Priority-Queue Applications: Simulation, Dijkstra, Top-K, Median
What This Concept Is
Once you have a priority queue, a small set of patterns turn it into the right tool for many apparently different problems:
- Event-driven simulation -- events live on a min-heap keyed by timestamp; always process the next event in simulated-time order.
- Dijkstra's shortest path -- a min-heap of
(tentative_distance, vertex); always relax the closest un-settled vertex. - Top-K with a bounded heap -- a min-heap of size (K) holds the current largest (K) values; replace the root when a larger value arrives.

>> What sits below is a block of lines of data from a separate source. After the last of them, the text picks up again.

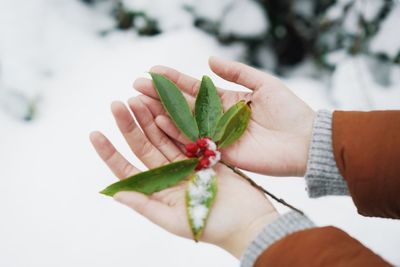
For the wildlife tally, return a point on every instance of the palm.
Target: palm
(230, 215)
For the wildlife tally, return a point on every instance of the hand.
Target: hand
(277, 139)
(239, 212)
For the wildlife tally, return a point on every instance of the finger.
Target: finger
(153, 133)
(157, 212)
(155, 106)
(114, 160)
(237, 72)
(168, 127)
(135, 138)
(186, 83)
(146, 87)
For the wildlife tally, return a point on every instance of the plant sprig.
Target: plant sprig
(210, 129)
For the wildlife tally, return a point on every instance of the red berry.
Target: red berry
(192, 148)
(203, 163)
(209, 153)
(202, 143)
(190, 154)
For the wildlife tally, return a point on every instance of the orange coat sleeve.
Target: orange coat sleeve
(366, 147)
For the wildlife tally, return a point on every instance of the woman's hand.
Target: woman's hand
(239, 212)
(277, 138)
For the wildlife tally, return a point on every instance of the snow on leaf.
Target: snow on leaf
(208, 108)
(175, 104)
(200, 196)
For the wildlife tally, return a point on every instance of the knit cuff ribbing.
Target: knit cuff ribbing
(284, 225)
(322, 175)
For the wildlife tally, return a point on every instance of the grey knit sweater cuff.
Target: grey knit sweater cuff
(322, 175)
(282, 226)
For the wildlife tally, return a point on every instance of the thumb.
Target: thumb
(156, 211)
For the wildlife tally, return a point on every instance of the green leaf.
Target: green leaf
(208, 108)
(200, 196)
(175, 104)
(232, 124)
(154, 180)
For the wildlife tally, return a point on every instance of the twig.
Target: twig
(254, 184)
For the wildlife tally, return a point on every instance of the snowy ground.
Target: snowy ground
(52, 214)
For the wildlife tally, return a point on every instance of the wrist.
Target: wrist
(238, 242)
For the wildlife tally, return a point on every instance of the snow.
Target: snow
(244, 19)
(52, 214)
(198, 214)
(390, 27)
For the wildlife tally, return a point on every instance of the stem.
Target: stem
(254, 184)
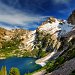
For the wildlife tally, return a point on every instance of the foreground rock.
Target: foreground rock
(65, 69)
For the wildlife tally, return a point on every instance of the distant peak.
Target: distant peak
(71, 18)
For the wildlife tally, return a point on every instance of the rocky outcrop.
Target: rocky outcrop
(71, 18)
(26, 37)
(65, 69)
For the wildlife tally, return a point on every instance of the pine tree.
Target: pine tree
(3, 71)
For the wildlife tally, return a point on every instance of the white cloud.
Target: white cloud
(15, 17)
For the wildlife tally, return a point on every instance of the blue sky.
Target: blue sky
(29, 14)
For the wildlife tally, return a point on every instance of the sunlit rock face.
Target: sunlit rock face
(56, 29)
(71, 18)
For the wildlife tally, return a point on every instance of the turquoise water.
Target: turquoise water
(25, 65)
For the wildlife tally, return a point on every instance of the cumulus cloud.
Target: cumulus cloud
(12, 18)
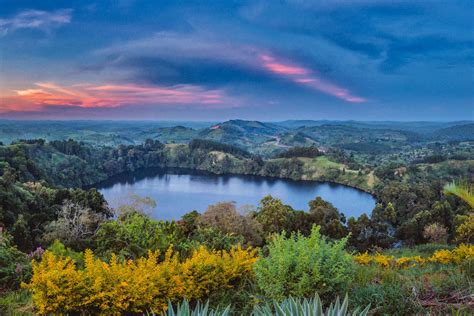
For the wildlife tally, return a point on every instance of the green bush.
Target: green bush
(300, 266)
(305, 307)
(132, 235)
(15, 265)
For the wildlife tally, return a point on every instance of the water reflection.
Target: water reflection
(178, 191)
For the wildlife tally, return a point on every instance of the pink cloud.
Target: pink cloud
(306, 77)
(47, 94)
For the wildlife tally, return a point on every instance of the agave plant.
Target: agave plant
(183, 309)
(308, 307)
(462, 190)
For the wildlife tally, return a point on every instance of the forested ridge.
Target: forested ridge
(46, 202)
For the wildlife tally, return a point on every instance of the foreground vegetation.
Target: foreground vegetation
(63, 250)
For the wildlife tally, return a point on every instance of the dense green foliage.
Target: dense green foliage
(308, 307)
(46, 200)
(299, 266)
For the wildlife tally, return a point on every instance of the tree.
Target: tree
(224, 216)
(75, 226)
(436, 233)
(325, 215)
(273, 215)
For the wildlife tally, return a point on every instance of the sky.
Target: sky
(218, 60)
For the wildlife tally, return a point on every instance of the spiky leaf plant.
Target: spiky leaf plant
(184, 309)
(307, 307)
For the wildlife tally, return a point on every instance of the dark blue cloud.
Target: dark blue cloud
(394, 54)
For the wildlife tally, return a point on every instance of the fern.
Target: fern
(462, 190)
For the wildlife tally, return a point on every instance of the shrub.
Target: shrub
(301, 266)
(75, 226)
(14, 264)
(305, 307)
(224, 216)
(59, 286)
(184, 309)
(436, 233)
(133, 234)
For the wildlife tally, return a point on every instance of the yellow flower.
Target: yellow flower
(59, 286)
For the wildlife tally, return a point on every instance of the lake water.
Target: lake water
(178, 191)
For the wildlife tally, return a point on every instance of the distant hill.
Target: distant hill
(457, 132)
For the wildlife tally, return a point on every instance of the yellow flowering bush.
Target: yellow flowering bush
(382, 260)
(458, 255)
(145, 284)
(463, 252)
(442, 256)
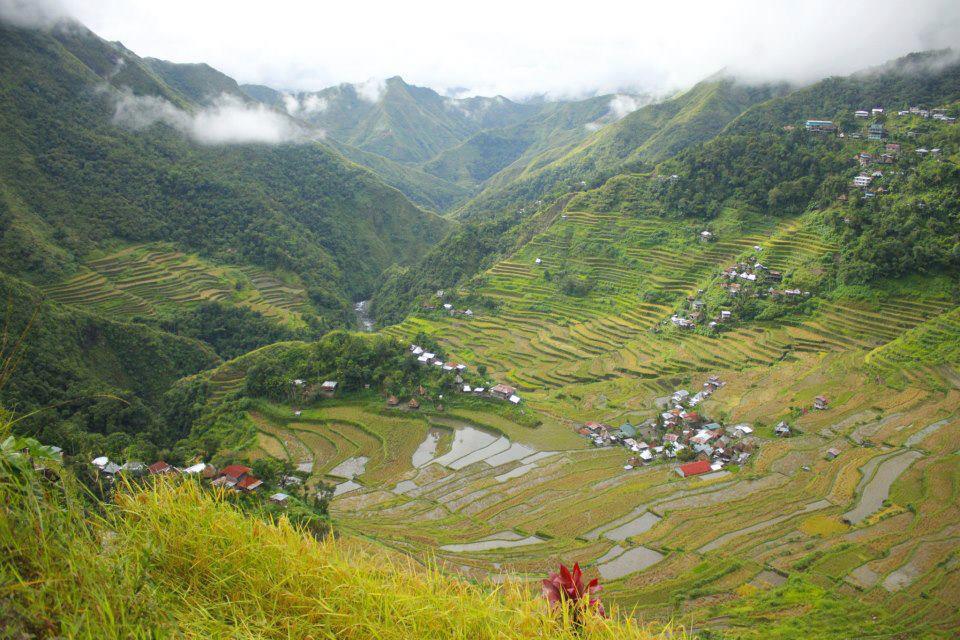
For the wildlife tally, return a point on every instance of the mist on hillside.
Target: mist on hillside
(519, 51)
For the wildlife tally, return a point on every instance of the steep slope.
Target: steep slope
(95, 384)
(648, 134)
(74, 181)
(491, 151)
(393, 119)
(199, 83)
(425, 189)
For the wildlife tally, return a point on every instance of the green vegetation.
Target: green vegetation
(74, 182)
(177, 561)
(191, 293)
(90, 384)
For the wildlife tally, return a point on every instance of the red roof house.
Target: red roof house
(158, 468)
(693, 468)
(235, 472)
(249, 483)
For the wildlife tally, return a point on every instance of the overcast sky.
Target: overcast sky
(520, 47)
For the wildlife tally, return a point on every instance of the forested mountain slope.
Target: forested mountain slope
(87, 382)
(440, 150)
(647, 135)
(74, 181)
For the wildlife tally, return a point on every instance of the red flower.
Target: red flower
(566, 590)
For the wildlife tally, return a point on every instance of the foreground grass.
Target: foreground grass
(171, 561)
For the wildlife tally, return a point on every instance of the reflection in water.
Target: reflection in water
(350, 468)
(487, 545)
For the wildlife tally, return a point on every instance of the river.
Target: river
(362, 309)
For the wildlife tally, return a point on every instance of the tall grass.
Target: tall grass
(169, 560)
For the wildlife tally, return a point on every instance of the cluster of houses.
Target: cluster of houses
(448, 307)
(676, 429)
(426, 358)
(733, 279)
(936, 114)
(236, 477)
(500, 391)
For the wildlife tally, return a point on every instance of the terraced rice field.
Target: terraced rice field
(490, 505)
(653, 536)
(141, 280)
(490, 499)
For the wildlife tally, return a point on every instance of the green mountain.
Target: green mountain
(646, 135)
(76, 181)
(171, 218)
(199, 83)
(490, 152)
(88, 382)
(437, 150)
(396, 120)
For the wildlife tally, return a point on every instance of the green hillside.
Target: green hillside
(650, 133)
(199, 83)
(87, 382)
(296, 207)
(396, 120)
(499, 151)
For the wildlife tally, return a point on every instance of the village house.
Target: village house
(133, 468)
(694, 468)
(820, 126)
(159, 468)
(328, 388)
(249, 484)
(503, 391)
(201, 469)
(281, 499)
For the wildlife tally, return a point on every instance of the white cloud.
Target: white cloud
(314, 104)
(309, 104)
(226, 121)
(621, 105)
(558, 48)
(32, 14)
(371, 90)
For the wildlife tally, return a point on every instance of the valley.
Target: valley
(704, 343)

- Median maintenance with two heaps -- a max-heap holds the lower half, a min-heap holds the upper half; their roots give the running median.
- Huffman coding -- repeatedly pop the two smallest-frequency nodes, merge, push back.
- K-way merge -- a min-heap of (K) "current" elements, one from each sorted stream.
- Scheduling / load balancing -- a heap of machine loads; assign each new job to the least-loaded machine ("power of two choices" often samples two and picks the min).
- A* search -- a min-heap keyed by (f(n) = g(n) + h(n)); a Dijkstra-shaped loop with a heuristic.
- Retry / rate-limiter queues -- a heap of
(earliest_retry_time, request). - Best-first branch-and-bound -- a heap of partial solutions keyed by optimistic bound.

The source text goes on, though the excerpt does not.